We used the following command to assgin taxonomy for Intersection
dataset using 8 processors and deactivated cut-off setting (cutoff=0):
mothur > classify.seqs(fasta=intersect_seq.fasta, processors=8, reference=taxa_itgdb_seq.fasta, taxonomy=taxa_itgdb_taxa_mothur.txt, methods=wang, cutoff=0)
Detailed usage can be found in: https://mothur.org/wiki/classify.seqs/.
The trained QIIME2 classifiers are in data/
directory. The file names are "taxa_itgdb_q2_2020_08_clf.qza", "taxa_itgdb_q2_2021_08_clf.qza", and "taxa_itgdb_q2_2022_11_clf.qza". In these files, "2020_08", "2021_08", and "2022_11" corresponds to QIIME2 version 2020.08, 2021.08, and 2022.11, respectively. Please download the version that compatible with your QIIME2 pipeline. The usage is shown below.
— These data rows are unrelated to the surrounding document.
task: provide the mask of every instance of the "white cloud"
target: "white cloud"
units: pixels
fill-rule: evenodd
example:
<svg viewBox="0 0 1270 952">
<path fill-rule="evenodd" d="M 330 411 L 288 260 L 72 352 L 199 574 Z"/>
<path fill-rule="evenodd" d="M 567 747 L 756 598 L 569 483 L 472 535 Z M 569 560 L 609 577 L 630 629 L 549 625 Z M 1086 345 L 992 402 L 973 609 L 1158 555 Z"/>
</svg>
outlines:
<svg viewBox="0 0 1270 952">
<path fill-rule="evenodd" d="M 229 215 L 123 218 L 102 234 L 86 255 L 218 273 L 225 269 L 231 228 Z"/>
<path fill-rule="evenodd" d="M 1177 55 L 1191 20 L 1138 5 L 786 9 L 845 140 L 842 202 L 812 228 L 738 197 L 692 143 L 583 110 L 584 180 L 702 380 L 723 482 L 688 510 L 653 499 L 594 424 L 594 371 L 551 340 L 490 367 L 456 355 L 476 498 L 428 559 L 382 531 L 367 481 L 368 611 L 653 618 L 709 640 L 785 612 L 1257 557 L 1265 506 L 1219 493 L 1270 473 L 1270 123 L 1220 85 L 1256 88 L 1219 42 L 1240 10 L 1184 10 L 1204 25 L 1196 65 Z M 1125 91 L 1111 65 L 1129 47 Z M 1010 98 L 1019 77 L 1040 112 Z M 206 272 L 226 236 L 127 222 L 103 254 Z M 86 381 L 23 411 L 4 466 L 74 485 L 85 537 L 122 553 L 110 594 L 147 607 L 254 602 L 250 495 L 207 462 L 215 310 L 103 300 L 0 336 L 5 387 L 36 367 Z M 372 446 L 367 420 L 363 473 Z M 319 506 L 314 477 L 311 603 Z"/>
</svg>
# import the input file as a QIIME2 artifact
qiime tools import --type 'FeatureData[Sequence]' --input-path <input file> --output-path <input QIIME2 artifact>
# taxonomic assignment
qiime feature-classifier classify-sklearn --i-classifier <trained QIIME2 artifact> --i-reads <input QIIME2 artifact> --o-classification <output QIIME2 artifact> --p-n-jobs <number of processors> --p-confidence <disable or bootstrap cutoff>
The output file is a *.qza
file, which can be exported to taxonomy.tsv
by:
qiime tools export --input-path <output file> --output-path ./
As mentioned before, the cut-off value should be disabled for 16S full-length sequences. For instance, the commands used to classify the sequences in Intersection
dataset with 8 processors are:
qiime tools import --type 'FeatureData[Sequence]' --input-path intersect_seq.fasta --output-path intersect_seq.qza
qiime feature-classifier classify-sklearn --i-classifier taxa_itgdb.qza --i-reads intersect_seq.qza --o-classification qiime2_intersect_itgdb_results.qza --p-n-jobs 8 --p-confidence disable
qiime tools export --input-path qiime2_intersect_itgdb_results.qza --output-path ./
mv taxonomy.tsv qiime2_intersect_itgdb_results.tsv
Detailed tutorials of QIIME2 usage are in : https://docs.qiime2.org/2020.8/tutorials/.
This datasets of 16S-ITGDB are licensed under a Creative Commons Attribution-NonCommercial-ShareAlike 4.0 International License.